Just how "open" is the Bexhill-Hastings Link Road?

07.12.2016 | Anonymous | Roads to nowhere
Andrea and fellow campaigners with the petition

What happens when a road is open for traffic, yet the information about it is anything but?

In this guest blog, Andrea Needham from the Combe Haven Defenders updates us on the mystery surrounding the troubled Bexhill-Hastings Link Road.

In 2012, East Sussex County Council began building the Bexhill Hastings Link Road (BHLR), a three mile road running across the middle of an incredibly beautiful, remote and wildlife-rich valley. Despite huge protest, the road finally opened a year ago, the roar from the traffic destroying forever the tranquility of Combe Haven.

But that wasn't the end of it. 

We had been told we needed a new road to relieve congestion and 'open up' the countryside for development. It turned out that the BHLR was simply moving congestion from one place to another – so we needed another road (this time right across the middle of a local wildlife site) to relieve the traffic jams caused by the first one. Then we needed two more in order to maximise the economic benefits of the first one.

So rather than one new road, we're getting four.

Whilst we haven't managed to stop these roads (although we have severely delayed at least two), we are keeping a close eye on issues including funding and project management.

Much of the funding comes from central government via the South East Local Enterprise Partnership (SELEP), and we've been reading the minutes of their meetings closely. Not long ago, we found that the North Bexhill Access Road (NBAR) had been allocated £16.6m by SELEP. Sounds a lot, until you start doing a little maths. At 2.4km, the NBAR would cost £6.9m/km. The BHLR, meanwhile, cost £22.2m/km, whilst Campaign for Better Transport's 2012 research (see page 4) found the average cost of the new roads proposed at that point to be £24.6m/km.

So the NBAR, at less than a third the per kilometre cost of comparable roads, would appear to be very seriously underfunded.

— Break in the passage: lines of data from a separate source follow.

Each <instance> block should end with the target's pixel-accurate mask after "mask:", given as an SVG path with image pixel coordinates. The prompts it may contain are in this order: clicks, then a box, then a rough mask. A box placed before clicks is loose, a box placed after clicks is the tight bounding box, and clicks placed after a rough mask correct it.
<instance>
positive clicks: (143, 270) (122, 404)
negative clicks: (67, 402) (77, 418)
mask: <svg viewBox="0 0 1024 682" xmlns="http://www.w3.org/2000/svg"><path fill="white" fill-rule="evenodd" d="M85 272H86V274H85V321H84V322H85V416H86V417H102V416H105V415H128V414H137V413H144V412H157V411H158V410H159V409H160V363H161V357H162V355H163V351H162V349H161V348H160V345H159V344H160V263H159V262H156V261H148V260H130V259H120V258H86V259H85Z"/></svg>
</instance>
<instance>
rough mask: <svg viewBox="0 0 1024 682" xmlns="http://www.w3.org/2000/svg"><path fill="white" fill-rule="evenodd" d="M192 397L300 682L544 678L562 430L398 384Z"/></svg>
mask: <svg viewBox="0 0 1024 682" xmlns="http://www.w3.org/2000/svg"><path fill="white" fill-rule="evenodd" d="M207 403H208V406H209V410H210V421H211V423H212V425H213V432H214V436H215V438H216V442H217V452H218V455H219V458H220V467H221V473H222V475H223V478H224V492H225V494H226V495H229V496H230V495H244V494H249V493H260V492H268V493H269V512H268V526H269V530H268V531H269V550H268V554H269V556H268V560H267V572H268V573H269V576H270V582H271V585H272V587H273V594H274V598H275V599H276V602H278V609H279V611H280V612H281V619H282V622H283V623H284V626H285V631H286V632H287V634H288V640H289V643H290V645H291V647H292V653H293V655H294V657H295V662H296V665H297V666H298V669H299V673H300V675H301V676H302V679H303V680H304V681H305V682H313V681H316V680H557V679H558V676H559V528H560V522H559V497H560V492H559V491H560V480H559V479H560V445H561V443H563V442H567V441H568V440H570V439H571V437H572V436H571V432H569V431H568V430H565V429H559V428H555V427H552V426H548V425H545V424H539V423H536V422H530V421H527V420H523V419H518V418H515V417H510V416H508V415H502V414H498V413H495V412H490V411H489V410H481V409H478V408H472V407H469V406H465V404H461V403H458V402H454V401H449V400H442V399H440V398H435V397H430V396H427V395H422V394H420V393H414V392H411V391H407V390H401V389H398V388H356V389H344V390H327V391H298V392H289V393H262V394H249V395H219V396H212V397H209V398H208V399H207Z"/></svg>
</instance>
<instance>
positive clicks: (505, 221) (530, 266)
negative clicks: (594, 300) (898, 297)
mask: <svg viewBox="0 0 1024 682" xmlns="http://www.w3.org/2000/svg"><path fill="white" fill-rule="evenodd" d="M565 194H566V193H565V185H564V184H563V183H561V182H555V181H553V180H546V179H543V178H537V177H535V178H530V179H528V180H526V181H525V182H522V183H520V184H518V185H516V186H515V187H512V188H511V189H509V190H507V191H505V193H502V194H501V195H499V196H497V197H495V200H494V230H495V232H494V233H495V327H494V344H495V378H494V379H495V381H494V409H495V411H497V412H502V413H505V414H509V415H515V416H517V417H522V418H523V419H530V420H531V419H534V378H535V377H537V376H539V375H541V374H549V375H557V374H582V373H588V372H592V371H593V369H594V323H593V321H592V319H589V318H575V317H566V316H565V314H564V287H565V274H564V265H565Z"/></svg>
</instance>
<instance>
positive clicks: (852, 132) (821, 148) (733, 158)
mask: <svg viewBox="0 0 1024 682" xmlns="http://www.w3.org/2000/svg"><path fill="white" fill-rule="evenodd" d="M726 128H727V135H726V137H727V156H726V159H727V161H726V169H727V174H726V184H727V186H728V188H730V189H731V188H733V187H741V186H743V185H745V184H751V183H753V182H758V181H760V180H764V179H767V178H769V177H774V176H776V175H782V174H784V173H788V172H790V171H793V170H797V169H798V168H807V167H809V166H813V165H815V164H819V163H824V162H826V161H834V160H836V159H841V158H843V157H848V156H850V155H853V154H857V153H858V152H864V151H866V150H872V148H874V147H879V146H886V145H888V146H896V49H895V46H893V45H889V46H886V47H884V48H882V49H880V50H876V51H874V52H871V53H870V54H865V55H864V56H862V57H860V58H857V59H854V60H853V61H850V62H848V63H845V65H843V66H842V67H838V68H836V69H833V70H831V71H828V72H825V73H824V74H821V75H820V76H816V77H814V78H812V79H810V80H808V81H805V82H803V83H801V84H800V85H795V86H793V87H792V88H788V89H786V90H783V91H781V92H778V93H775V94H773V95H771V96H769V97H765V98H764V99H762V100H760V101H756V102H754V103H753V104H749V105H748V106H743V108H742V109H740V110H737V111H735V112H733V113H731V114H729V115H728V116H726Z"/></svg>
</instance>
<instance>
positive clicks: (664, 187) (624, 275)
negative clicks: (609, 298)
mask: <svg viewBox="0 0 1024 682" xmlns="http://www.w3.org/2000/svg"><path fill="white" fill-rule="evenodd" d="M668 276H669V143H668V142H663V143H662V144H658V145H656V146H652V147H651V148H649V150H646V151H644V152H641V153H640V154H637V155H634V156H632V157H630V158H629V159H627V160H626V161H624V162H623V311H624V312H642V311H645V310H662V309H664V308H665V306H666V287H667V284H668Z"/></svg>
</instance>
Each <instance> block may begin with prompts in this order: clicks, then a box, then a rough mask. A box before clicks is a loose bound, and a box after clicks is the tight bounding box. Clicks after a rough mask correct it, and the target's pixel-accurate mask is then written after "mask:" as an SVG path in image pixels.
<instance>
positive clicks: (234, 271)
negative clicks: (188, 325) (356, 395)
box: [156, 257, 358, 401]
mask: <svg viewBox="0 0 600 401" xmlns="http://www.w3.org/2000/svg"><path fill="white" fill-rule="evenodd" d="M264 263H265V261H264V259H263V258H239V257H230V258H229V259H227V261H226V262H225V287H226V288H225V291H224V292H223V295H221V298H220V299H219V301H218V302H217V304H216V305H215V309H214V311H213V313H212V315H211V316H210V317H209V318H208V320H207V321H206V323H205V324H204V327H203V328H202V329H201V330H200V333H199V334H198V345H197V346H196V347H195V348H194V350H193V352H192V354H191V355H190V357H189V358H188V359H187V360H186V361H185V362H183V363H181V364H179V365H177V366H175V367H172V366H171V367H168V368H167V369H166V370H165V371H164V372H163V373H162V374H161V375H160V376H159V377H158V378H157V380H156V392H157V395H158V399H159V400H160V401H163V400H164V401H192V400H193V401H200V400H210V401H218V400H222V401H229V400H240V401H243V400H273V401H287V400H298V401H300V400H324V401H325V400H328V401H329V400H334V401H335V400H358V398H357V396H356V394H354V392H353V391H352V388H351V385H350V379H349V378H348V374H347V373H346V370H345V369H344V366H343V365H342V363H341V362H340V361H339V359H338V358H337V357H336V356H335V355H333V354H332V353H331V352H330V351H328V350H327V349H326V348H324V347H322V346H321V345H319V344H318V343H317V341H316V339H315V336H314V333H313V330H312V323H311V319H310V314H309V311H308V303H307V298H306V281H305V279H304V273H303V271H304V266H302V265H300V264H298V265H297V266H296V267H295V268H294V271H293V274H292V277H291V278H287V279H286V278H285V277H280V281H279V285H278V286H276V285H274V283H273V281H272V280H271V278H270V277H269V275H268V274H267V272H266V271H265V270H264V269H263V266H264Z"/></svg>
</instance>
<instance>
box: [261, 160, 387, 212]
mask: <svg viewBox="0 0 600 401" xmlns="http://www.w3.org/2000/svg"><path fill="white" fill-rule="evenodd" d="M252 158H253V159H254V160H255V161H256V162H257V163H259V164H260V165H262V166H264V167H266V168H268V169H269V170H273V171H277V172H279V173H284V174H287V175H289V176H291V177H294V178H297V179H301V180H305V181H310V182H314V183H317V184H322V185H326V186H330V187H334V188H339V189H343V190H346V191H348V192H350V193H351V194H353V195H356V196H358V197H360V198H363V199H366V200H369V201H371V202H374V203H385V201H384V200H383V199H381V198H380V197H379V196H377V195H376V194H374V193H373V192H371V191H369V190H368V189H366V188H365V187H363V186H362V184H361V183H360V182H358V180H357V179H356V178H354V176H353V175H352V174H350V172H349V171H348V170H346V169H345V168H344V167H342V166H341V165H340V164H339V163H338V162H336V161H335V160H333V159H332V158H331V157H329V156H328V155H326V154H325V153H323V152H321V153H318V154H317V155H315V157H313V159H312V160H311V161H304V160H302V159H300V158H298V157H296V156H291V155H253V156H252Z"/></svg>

Our concern is that the developer – local not-for-profit 'regeneration' company SeaChange Sussex – may have downplayed the likely cost in order to secure funding, and that once the project is underway they will approach SELEP or East Sussex County Council (ESCC) for more money. In order to raise awareness of the situation – and hopefully to dissuade SeaChange from asking for more money – we launched a petition demanding that SELEP refuse to allocate any more public funds for the NBAR.

We got nearly 400 signatures, some online, and some gathered at a street stall. The petition was printed out in the form of a five metre-long 'road', which made it a more interesting picture for the local press. We're still waiting for a response from SELEP but we hope that it might make them think twice about allocating more public money for this awful road.

On another front, we've been trying to get hold of an ESCC 'assurance review' of the BHLR. We made a Freedom of Information (FoI) request for this document several months ago, and were put off and put off, but kept on nudging them (we use the excellent website 'What do they know' for FoI requests: not only do they email you reminders when it's time to chase up the relevant authority, but it also means that the information is in the public domain for everyone to see).

Eventually, we received a 15 page document, of which a huge proportion was redacted. This was, ESCC said, because, 'Disclosure of the redacted information, which includes information relating to commercial strategy, would compromise the Council’s competitive advantage in terms of settlement negotiations and also in terms of final price'. However, careful reading of the parts that hadn't been redacted suggested that ESCC had been rather more enthusiastic with their black pen than could be justified by reference to commercial strategy. Some redacted parts appeared to relate entirely to archaeology; others to risk management, planning conditions and 'reputation issues'.

It seemed very likely that many of the redactions had been made not because disclosing the information would compromise the council's commercial strategy, but because they would be embarrassing. We've put in a request for internal review, and are still waiting – 40 days on – for a response. If they don't respond very soon, or release only very small parts of the redacted information, we'll be making a complaint to the Information Commissioner.

Although traffic is roaring along the Bexhill-Hastings Link Road, it's not the end of the story: the county council has to be held accountable for the financial and environmental disaster it represents, and we're going to continue to do that.